Open Access
Unsupervised optimal phoneme segmentation: theory and experimental evaluation
Author(s) -
Qiao Yu,
Luo Dean,
Minematsu Nobuaki
Publication year - 2013
Publication title -
iet signal processing
Language(s) - English
Resource type - Journals
SCImago Journal Rank - 0.384
H-Index - 42
ISSN - 1751-9683
DOI - 10.1049/iet-spr.2012.0191
Subject(s) - computer science , segmentation , artificial intelligence , pattern recognition (psychology) , speech recognition
Automatic phoneme segmentation of a speech sequence is a basic problem in speech engineering. This study investigates unsupervised phoneme segmentation without using prior information on linguistic contents and acoustic models of an input sequence. The authors formulate the unsupervised segmentation as an optimal problem by means of maximum likelihood, and show that the optimal segmentation corresponds to minimising the coding length of the input sequence.
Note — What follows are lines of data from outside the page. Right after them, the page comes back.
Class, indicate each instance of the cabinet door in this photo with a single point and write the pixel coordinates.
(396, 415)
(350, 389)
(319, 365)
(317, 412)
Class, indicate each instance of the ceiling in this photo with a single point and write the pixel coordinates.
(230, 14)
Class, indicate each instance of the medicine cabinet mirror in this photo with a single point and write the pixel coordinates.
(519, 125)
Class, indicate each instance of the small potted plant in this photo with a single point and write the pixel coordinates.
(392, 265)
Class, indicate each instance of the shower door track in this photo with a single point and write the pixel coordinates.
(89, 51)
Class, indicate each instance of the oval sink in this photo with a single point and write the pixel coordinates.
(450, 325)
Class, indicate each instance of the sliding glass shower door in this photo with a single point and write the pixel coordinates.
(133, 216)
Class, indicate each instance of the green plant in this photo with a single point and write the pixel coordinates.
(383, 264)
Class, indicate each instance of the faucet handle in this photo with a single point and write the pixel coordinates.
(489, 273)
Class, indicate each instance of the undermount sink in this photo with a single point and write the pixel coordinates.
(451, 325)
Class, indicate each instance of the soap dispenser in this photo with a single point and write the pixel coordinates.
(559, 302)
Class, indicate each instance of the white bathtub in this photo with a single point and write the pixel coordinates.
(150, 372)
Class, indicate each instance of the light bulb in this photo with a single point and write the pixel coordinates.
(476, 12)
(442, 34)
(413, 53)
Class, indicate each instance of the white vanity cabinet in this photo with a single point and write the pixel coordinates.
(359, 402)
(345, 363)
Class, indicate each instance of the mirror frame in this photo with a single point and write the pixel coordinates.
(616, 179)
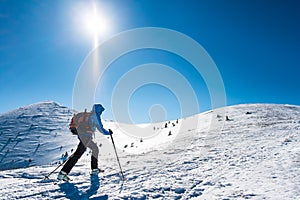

Under different assumptions, five different objective functions are developed, namely log determinant, rate distortion (RD), Bayesian log determinant, Mahalanobis distance and Euclidean distance objectives. The authors prove that the optimal segmentations have the transformation‐invariant properties, introduce a time‐constrained agglomerative clustering algorithm to find the optimal segmentations, and propose an efficient implementation of the algorithm by using integration functions. The experiments are carried out on the TIMIT database to compare the above five objective functions. The results show that RD achieves the best performance, and the proposed method outperforms the previous unsupervised segmentation methods.